#670 これからも、俺と一緒にエリシアとこの広い宇宙を守ろうな
#670
「でも、ハルトさんと結婚したから私はもう王女ではないし・・・」
ティアナはそう言って下を向いてしまう。そんなティアナをハルトはそっと抱き寄せる。
「なあ、ティアナ、俺と結婚したからってティアナがエリシアの姫様でなくなったわけじゃないだろうが」
「そうだよね、だから私ね、ハルトさんがスペースレスキュー隊フェニックスを創立して、この星にフェニックスベースを作ってくれたこと、とっても感謝しているんですよ」
ティアナはハルトの胸に顔をうずめて、幸せそうな横顔を見せる。
「これからも、俺と一緒にエリシアとこの広い宇宙を守ろうな」
「うん、ありがとっ」
ティアナはハルトを見上げて涙ぐむ瞳で尋ねる。
ティアナは珍しくそのままめそめそと泣き出してハルトにぎゅっとしがみつく。

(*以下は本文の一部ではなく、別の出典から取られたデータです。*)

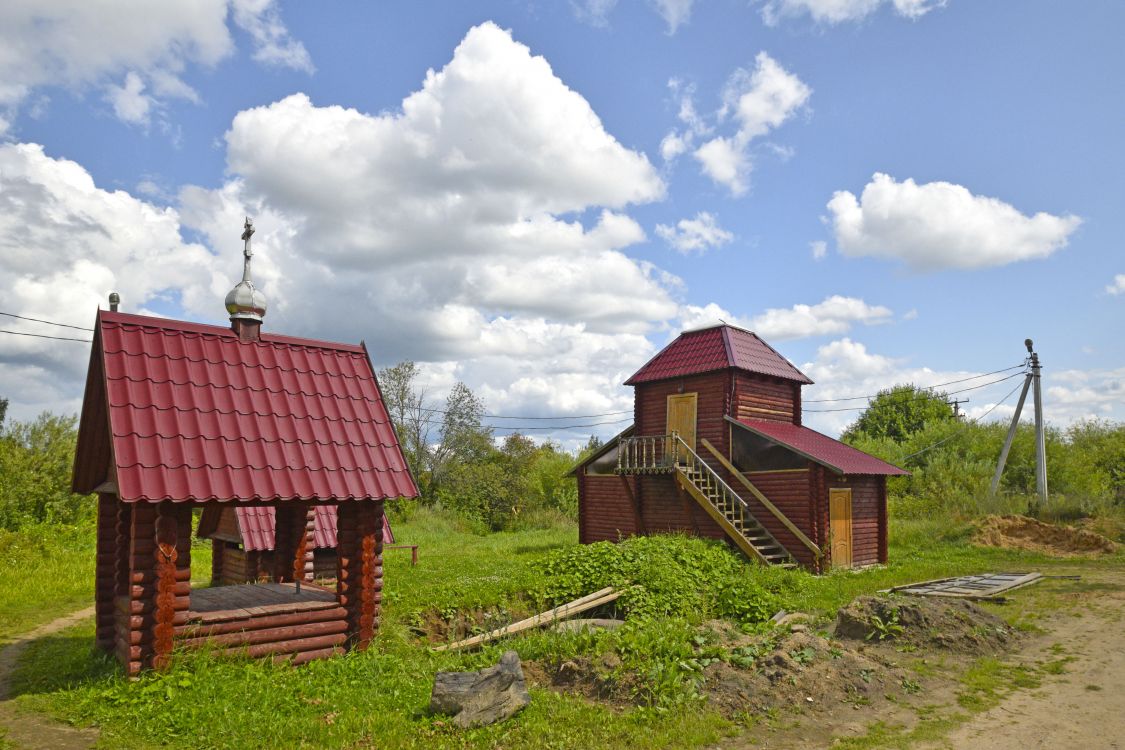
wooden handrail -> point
(762, 498)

そんな
ティアナの頭をハルトは優しく撫でてやる。
「大丈夫だ、俺がずっと側にいるから」
ハルトはそういうと、ティアナを抱きしめる。
「うん・・・」
その時、ハルトとティアナが持つ端末から声が聞こえる。
「ハルトさん、ティアナ左夫人、お楽しみの最中ですが、そろそろ2日間というお約束の時間が迫っていますよ」
その声はもちろん、ルミナ右夫人、だ。
「ああ、ルミナ、連絡ありがとう」
「どういたしまして、ハルトさん、そろそろお迎えに参りますが・・」
「ルミナ右夫人、そりゃご丁寧にありがとう、ございますね」
ティアナは少々嫌味に答える。
「そうだな、来るときはティアロイドで来たけれど、大気圏離脱はできないから、フェニックスベースに戻ろうかどうしようか、考えていたところだったから、助かるよ」
「ティアナ、二日間ありがとな、楽しかったよ」
ハルトはティアナにそういうと、にかっと笑って、ティアナにちゅっとキスをする。
こんなことでティアナのむかつきは解消されてしまうのだから、単純なものだ。
その時、はるか上空できらりと何かが光ったと思うと、地上に向かって一条の光が伸びる。